Most notorious is the Azov Battalion, a neonazi unit formed from ultras from the Metalist Kharkiv football club in 2014.
Its founder Andriy Biletsky is an unsubtle fascist, having called on Ukraine to lead a crusade of the “white races” against the “semite-led untermenschen.”
Ukraine’s Interior Ministry authorised the formation of paramilitary battalions that year, and Azov was one. Another, the Aidar Battalion, formed the same year, also has far-right ideological associations.
These fascist units are allowed a cloak of respectability by Ukraine’s rehabilitation of Nazi collaborator Stepan Bandera and rewriting of history to portray genocidal organisations like his Ukrainian Insurgent Army, which played a major role in the Holocaust, as anti-Soviet patriots.
The Morning Star is sometimes accused of exaggerating the fascist character of the 2014 coup and its aftermath, since the Kiev government is not fascist.
But its glorification of actual fascists like Bandera has consequences beyond the bad taste of marches through the capital commemorating regiments of the Waffen SS.
By autumn 2014 Amnesty International was warning the Ukrainian government that it had documented war crimes “including abductions, unlawful detention, ill-treatment, robbery, extortion, and possible executions committed by the Aidar Battalion” in the Donbass.
The mother of one separatist fighter reported being posted the head of her son in a box following his capture by “white nationalist paramilitaries.”
Yet that September the Azov Battalion was formally enrolled in the National Guard of Ukraine.
Are these the forces British volunteers or mercenaries are signing up with? Certainly they have tried to recruit foreigners in the past.
Hope Not Hate warned in 2018 that the Azov Battalion was working with a British group called the Misanthropic Division to recruit far-right British activists to travel to Ukraine to fight.
There is no evidence that the individuals interviewed in the Mail have joined the Azov Battalion or are aligned with the far right.

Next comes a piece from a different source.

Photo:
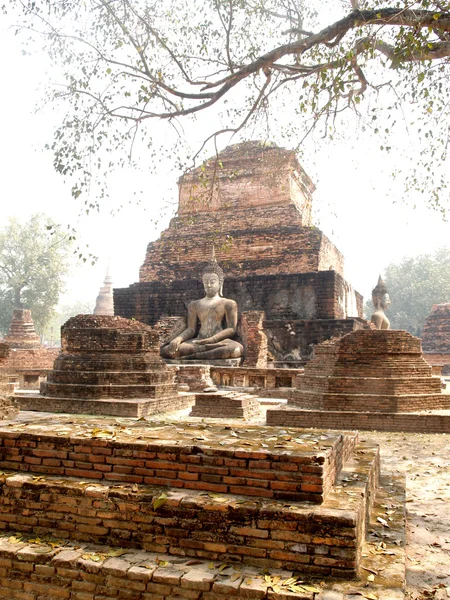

They are described as based around Mariupol, which is Azov’s HQ, but the Mail did not respond to a request for information on which unit they were fighting with.
Ukrainian Communist Party leader Petro Symonenko says foreign mercenaries are allowed to sign up with the Ukrainian military as a matter of course, and it is not just units like Azov which recruit them.
“After the 2014 coup, Ukraine has turned into a sump of neonazis from around the world. In the Donbass there are mercenaries from many countries as part of the volunteer battalions,” he tells me, “including the UK.
“In addition to the ideological Nazis you have the ‘human safari’ scum, who see the war in the Donbass as a kind of extreme entertainment.
“Then you have the private military companies — fighters and instructors from Letera-43 from Italy, Halo Trust, Greystone, ‘Academi’ (known as Blackwater before 2009) from the US and others. And there are a lot of official instructors from Nato countries — Britain, the US, Canada and so on.”
Leaving aside the risks to those living in Britain of allowing people to travel to warzones to fight alongside known extremists — we saw the potential consequences when a fighter, returned from the Nato-backed war to overthrow Colonel Gadaffi in Libya, killed 22 people in the Manchester Arena terror attack in 2017 — the picture is explosive.
Ukraine’s militarised Donbass border swarms with professional soldiers, neonazi paramilitaries, trigger-happy adventurers and “war tourists,” mercenaries, Nato “advisers” and, thanks to the recent war scare, there’s a growing direct Western military presence.
It would not take much to light this tinderbox and quite a few of the unsavoury characters in that mix would not be averse to doing so.
That is why the only sane approach to this crisis is de-escalation. The government must be pressed to withdraw troops from Ukraine, and stop loading up an army bristling with “volunteers” with heavy weaponry.
Talks with Russia and Ukraine on reviving the Minsk peace process are fortunately under way, and Kiev too clearly now backs reducing tensions. Time for London and Washington to pull back from the brink.